Le voci di corridoio che corrono su Draghi e l’interscambio dei ruoli con Mattarella sono solo illazioni dei malevoli. Forse il premier è deluso dalla scarsa consapevolezza che dimostra la sua squadra di governo nei riguardi delle gravi responsabilità che incombono sul destino dell’Italia. Cercasi soluzioni.
Roma – Il governo Draghi è al lavoro ormai da due mesi per fronteggiare le diverse emergenze del Bel Paese. Gli sforzi sono concentrati in particolare nella lotta al Coronavirus e nel fronteggiare la complicata crisi economica in corso, dovuta in larga parte proprio alla pandemia.
In particolare ogni sforzo è diretto nella campagna di vaccinazioni, avvio del Pnrr e definizione del piano di riforme, giustizia in testa, per poi lasciare Palazzo Chigi entro fine anno. Almeno cosi dicono i soliti bene informati.
Se cosi stessero davvero le cose appare più che giustificata la fibrillazione di alcuni leader politici che nella prospettiva di questo inquietante scenario, comunque smentito dallo stesso Draghi, ritengono necessario correre ai ripari. O, se volete, alle grandi manovre.
In questa ottica dunque Mattarella, dopo la scadenza del proprio mandato nel 2022, dovrebbe rimanere ancora un anno al Colle per permettere a Draghi di finire la sua opera di premier per poi subentrare nel suo ruolo nel 2023. Tutto scritto, tutto deciso. I famosi “conti senza l’oste”.
Così infatti non sarà. Le voci sono circolate a lungo, così tanto a lungo che forse il diretto interessato ha deciso che è tempo di sgombrare il campo da ogni dubbio. E farebbe bene a farlo subito.

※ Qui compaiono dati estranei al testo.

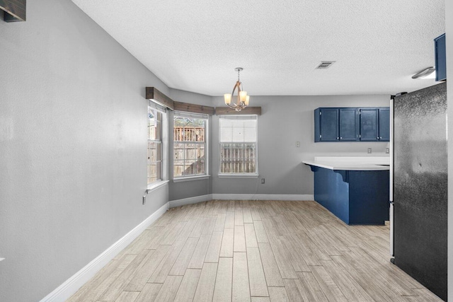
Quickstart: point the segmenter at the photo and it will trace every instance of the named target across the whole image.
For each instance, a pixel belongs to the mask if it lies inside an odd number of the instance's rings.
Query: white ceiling
[[[208,95],[394,94],[435,83],[443,0],[72,0],[169,87]],[[336,61],[326,70],[323,60]]]

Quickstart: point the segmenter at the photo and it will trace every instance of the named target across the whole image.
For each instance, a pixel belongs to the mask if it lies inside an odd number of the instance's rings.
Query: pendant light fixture
[[[250,95],[247,95],[247,91],[242,90],[242,83],[239,79],[239,73],[243,70],[242,67],[236,67],[235,71],[238,71],[238,81],[234,84],[233,92],[231,93],[226,93],[224,96],[225,98],[225,104],[230,108],[234,109],[236,111],[241,111],[246,107],[248,106],[248,100]],[[236,103],[231,104],[231,98],[234,97],[234,91],[236,91]]]

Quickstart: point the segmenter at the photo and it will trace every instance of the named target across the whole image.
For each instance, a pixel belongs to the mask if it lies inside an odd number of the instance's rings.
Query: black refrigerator
[[[393,114],[393,261],[447,301],[447,84],[395,97]]]

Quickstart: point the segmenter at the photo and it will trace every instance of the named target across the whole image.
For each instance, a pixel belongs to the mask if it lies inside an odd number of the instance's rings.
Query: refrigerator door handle
[[[390,202],[390,255],[394,256],[394,202]]]

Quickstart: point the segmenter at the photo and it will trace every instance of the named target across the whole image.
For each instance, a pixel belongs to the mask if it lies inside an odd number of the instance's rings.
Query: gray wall
[[[147,187],[144,87],[69,0],[0,21],[0,301],[38,301],[168,201]]]
[[[448,300],[453,301],[453,2],[445,1],[445,37],[447,39],[447,127],[448,129]]]
[[[389,106],[390,95],[252,96],[258,117],[258,179],[219,178],[219,117],[212,118],[212,192],[313,194],[313,173],[302,163],[314,156],[384,156],[389,143],[314,143],[314,110],[319,107]],[[213,98],[224,106],[223,98]],[[300,141],[300,147],[296,147]],[[261,185],[260,178],[265,178]]]

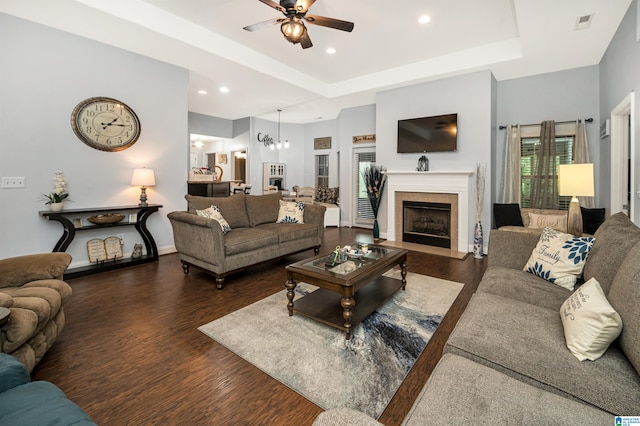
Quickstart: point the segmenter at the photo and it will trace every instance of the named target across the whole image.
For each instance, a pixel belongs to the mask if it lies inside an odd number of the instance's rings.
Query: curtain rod
[[[563,124],[563,123],[573,123],[576,120],[571,120],[571,121],[556,121],[556,124]],[[589,117],[589,118],[585,118],[584,121],[586,121],[587,123],[592,123],[593,122],[593,118]],[[540,124],[540,123],[534,123],[534,124],[522,124],[522,126],[535,126],[536,124]],[[517,124],[513,124],[514,126],[517,126]],[[500,130],[504,130],[507,128],[507,126],[500,126],[498,127]]]

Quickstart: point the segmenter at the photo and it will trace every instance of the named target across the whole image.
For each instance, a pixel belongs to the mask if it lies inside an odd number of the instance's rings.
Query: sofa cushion
[[[478,292],[491,293],[508,299],[558,311],[571,296],[571,291],[522,270],[502,266],[487,269],[478,285]]]
[[[567,215],[529,213],[529,228],[544,229],[545,227],[560,232],[567,232]]]
[[[218,209],[218,207],[216,206],[211,206],[204,210],[196,210],[196,214],[200,217],[206,217],[208,219],[213,219],[216,222],[218,222],[220,224],[220,227],[222,228],[222,235],[231,231],[229,222],[225,220],[225,218],[222,216],[222,213],[220,213],[220,209]]]
[[[265,223],[258,226],[258,229],[277,234],[280,243],[318,237],[318,227],[308,223]]]
[[[637,415],[640,407],[640,377],[620,348],[578,361],[565,345],[558,311],[476,293],[444,351],[612,414]]]
[[[251,250],[277,250],[270,247],[278,244],[278,235],[266,229],[232,229],[224,236],[224,253],[227,256]]]
[[[234,194],[230,197],[198,197],[195,195],[185,195],[184,198],[187,200],[189,212],[193,214],[196,214],[196,210],[208,209],[215,205],[232,229],[249,227],[246,195],[244,192]]]
[[[622,262],[609,290],[609,303],[622,318],[618,339],[622,351],[640,374],[640,243]],[[640,411],[640,410],[639,410]]]
[[[0,424],[65,426],[95,423],[54,384],[31,382],[2,393]]]
[[[445,354],[407,414],[404,426],[606,425],[611,414]]]
[[[595,361],[622,331],[620,315],[611,307],[595,278],[581,285],[560,308],[567,348],[580,361]]]
[[[22,346],[36,334],[38,315],[29,309],[10,308],[9,324],[0,333],[0,348],[2,352],[11,353]]]
[[[586,207],[580,207],[580,214],[582,215],[582,232],[593,235],[596,233],[600,225],[604,223],[606,209],[588,209]]]
[[[520,205],[518,203],[495,203],[493,205],[493,220],[496,228],[503,226],[524,226],[522,214],[520,213]]]
[[[592,246],[591,237],[575,237],[545,227],[524,270],[573,290]]]
[[[251,226],[274,223],[278,219],[280,200],[282,200],[280,191],[264,195],[248,195],[247,214]]]
[[[304,203],[282,200],[279,203],[276,223],[304,223]]]
[[[607,219],[594,237],[596,241],[584,265],[584,279],[597,279],[604,294],[608,295],[611,283],[627,253],[640,242],[640,228],[621,212]]]

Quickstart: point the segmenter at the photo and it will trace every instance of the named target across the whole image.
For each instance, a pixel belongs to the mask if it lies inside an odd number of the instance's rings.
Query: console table
[[[95,207],[95,208],[85,208],[85,209],[69,209],[62,210],[59,212],[53,212],[49,210],[42,210],[38,212],[40,216],[44,217],[47,220],[54,220],[56,222],[60,222],[62,224],[62,236],[53,247],[54,252],[64,252],[67,250],[74,237],[76,236],[76,232],[78,231],[86,231],[89,229],[102,229],[102,228],[113,228],[119,226],[134,226],[140,236],[142,237],[142,241],[144,241],[145,248],[147,249],[146,256],[142,256],[140,258],[132,259],[132,258],[121,258],[118,260],[105,260],[102,263],[92,263],[87,266],[80,266],[77,268],[68,269],[64,276],[65,278],[74,278],[80,277],[84,275],[95,274],[98,272],[110,271],[113,269],[120,269],[127,266],[137,265],[140,263],[148,263],[148,262],[157,262],[158,261],[158,247],[156,246],[156,242],[147,229],[147,219],[153,213],[157,212],[162,205],[160,204],[149,204],[146,207],[140,207],[137,205],[134,206],[119,206],[119,207]],[[136,214],[136,220],[130,222],[129,218],[125,216],[121,222],[105,224],[105,225],[84,225],[75,226],[74,223],[69,219],[69,216],[78,216],[85,214],[108,214],[108,213],[122,213],[128,211],[131,214]]]

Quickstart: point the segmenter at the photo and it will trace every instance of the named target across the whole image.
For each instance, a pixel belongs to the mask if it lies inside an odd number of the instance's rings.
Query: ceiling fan
[[[316,2],[316,0],[280,0],[280,4],[272,0],[259,1],[269,7],[279,10],[285,17],[258,22],[257,24],[248,25],[244,27],[244,29],[247,31],[256,31],[269,25],[280,24],[280,31],[282,31],[284,38],[293,44],[300,43],[300,46],[302,46],[303,49],[308,49],[313,46],[313,43],[311,43],[311,39],[309,38],[309,34],[307,33],[307,27],[304,26],[304,21],[314,25],[334,28],[336,30],[347,32],[351,32],[351,30],[353,30],[353,22],[318,15],[307,15],[307,11]]]

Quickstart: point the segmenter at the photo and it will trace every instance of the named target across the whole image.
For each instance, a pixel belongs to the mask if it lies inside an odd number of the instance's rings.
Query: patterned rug
[[[400,278],[396,269],[385,275]],[[462,287],[409,273],[406,290],[354,327],[349,341],[338,329],[289,317],[286,290],[198,330],[325,410],[350,407],[377,419]],[[315,289],[299,283],[295,297]]]

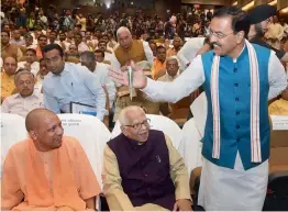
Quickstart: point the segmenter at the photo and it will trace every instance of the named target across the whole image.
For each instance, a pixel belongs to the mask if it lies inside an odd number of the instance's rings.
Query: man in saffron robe
[[[5,157],[1,210],[95,210],[100,187],[80,144],[63,136],[58,116],[35,109],[25,125],[30,138]]]

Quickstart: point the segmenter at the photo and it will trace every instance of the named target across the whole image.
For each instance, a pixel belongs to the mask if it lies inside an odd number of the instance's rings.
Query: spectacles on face
[[[211,29],[209,29],[208,36],[214,35],[217,38],[222,40],[231,34],[234,34],[234,32],[231,32],[229,34],[223,34],[222,32],[213,32]]]
[[[142,127],[142,125],[149,127],[149,124],[151,124],[151,120],[146,119],[142,123],[137,123],[133,125],[124,125],[124,126],[133,127],[134,130],[139,131]]]

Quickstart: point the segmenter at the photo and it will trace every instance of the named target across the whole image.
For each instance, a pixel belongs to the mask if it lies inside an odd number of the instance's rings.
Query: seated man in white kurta
[[[25,118],[32,110],[44,108],[43,94],[34,90],[34,75],[29,70],[21,69],[14,78],[19,92],[5,98],[1,105],[1,112]]]
[[[153,100],[176,102],[202,85],[208,115],[198,204],[207,211],[261,211],[268,181],[268,100],[287,86],[284,67],[274,52],[245,40],[244,11],[221,8],[210,27],[213,51],[196,57],[176,80],[154,81],[133,66],[133,86]],[[124,69],[110,76],[129,85]]]

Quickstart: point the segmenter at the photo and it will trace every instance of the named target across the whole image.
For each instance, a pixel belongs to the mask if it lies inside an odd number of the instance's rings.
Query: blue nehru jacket
[[[268,119],[268,62],[270,51],[253,45],[259,72],[259,135],[262,161],[269,157],[270,126]],[[252,163],[251,156],[251,74],[247,47],[236,62],[230,56],[221,56],[219,67],[219,104],[220,104],[220,159],[212,158],[213,113],[211,102],[211,67],[213,52],[202,56],[206,81],[203,88],[208,100],[208,114],[203,136],[202,155],[211,163],[226,168],[234,168],[236,154],[240,153],[244,169],[253,168],[259,163]]]

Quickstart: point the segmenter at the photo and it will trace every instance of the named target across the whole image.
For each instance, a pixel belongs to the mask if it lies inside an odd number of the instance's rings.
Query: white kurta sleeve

In tal modo Sergio Mattarella potrebbe chiudere la porta ad un eventuale ma improbabile bis. Il capo dello Stato infatti finirà il suo mandato e non resterà un solo giorno in più al Quirinale.
In coerenza, peraltro, con altre simili dichiarazioni. Basti ricordare, infatti, il discorso presidenziale di Capodanno, occasione in cui Mattarella aveva ribadito molto bene l’argomento per mettere a tacere, una volta per tutte, certe voci assai malevole: “… Quest’anno, anche perché è l’ultimo del mio mandato, non potevo e non volevo fare a meno di questo incontro...”. Il settennato terminerà il 3 febbraio del 2022 senza alcun prolungamento.
Peraltro è opportuno ricordare che il 25 marzo scorso, quando Benigni si esibiva con Dante Alighieri al Quirinale, lo stesso artista si era rivolto a Mattarella in maniera molto chiara: “…Presidente, a me dispiace che lei stia per finire il suo mandato e che vada via…”. E Mattarella, con un sorriso appena accennato, aveva risposto: “…C’è un tempo per ogni cosa…”.
Ma a destare grandi e reali perplessità non è la durata del mandato del presidente siciliano, piuttosto il lasso di tempo entro il quale l’attuale maggioranza, cosi composta, si scioglierà come neve al sole. Pare che Draghi, stavolta sul serio, abbia confidato ad alcuni suoi fedelissimi che gli chiedevano numi sui suoi progetti futuri di volersene andare dopo Natale. Ovviamente con tutto l’esecutivo al gran completo.
Quale siano le ragioni di questa “presunta” decisione non c’è dato a sapere ma, Quirinale a parte, il messaggio ai suoi interlocutori è palese. E chi ha orecchie per intendere, come si dice, intenda.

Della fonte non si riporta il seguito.